In the Cartographies of Erasure workshop, part of Alexandra Juhasz's collaborative poetry project, we consider the phenomenon of "fake news" as located within a long history of imagined projections of the "real" onto the ideological, historical, narrative, and scientific imagination.
The workshop will ask how have the physical and social sciences, architecture, media, and other disciplines co-produced "official" models and "maps" of place, body, and identity that "precede the territory," erasing existent ecology, experience, difference, and story? How have cartographic and documentary practices become "facts," driven by political economic agents and agendas?
We ask, too, what perceptions, choices, and identity formations are offered (or refused) to the body inscribed into (or erased out of) an imagined place? What allows a body/ system/network to deviate from, exceed, or refuse predetermined mappings, definitions, or structures?
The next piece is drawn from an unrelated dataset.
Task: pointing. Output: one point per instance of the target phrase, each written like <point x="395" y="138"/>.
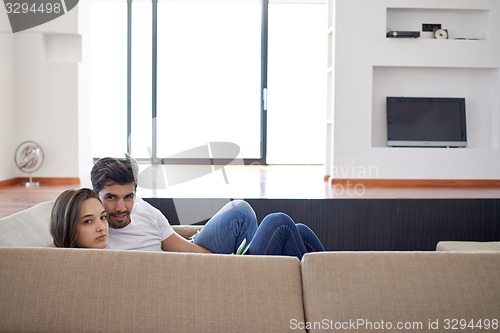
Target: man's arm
<point x="177" y="243"/>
We will read and respond to excerpts from a range of texts, explore our embodied cognitive relationship to our responses through somatic exercises, and produce our own textual experimentation based on media from the #100hardtruths-#fakenews digital media literacy primer.
Lynne DeSilva-Johnson [they/them/xe/per] is an interdisciplinary creator, scholar, and performer. DeSilva-Johnson is an assistant visiting professor at Pratt Institute, as well as founder and managing editor of The Operating System. Per work addresses, in particular, the somatic impact of trauma on persons and systems, as well as the study of resilient, open source strategies for ecological and social change. DeSilva-Johnson is co-editor, with Jay Besemer, of the forthcoming anthology, In Corpore Sano: Creative Practice and the Challenged Body. They are the author of Ground, Blood Atlas, and In Memory of Feasible Grace, as well as two forthcoming titles, the chapbook Sweet and Low, and the collaborative Body Oddy Oddy, with painter Georgia Elrod.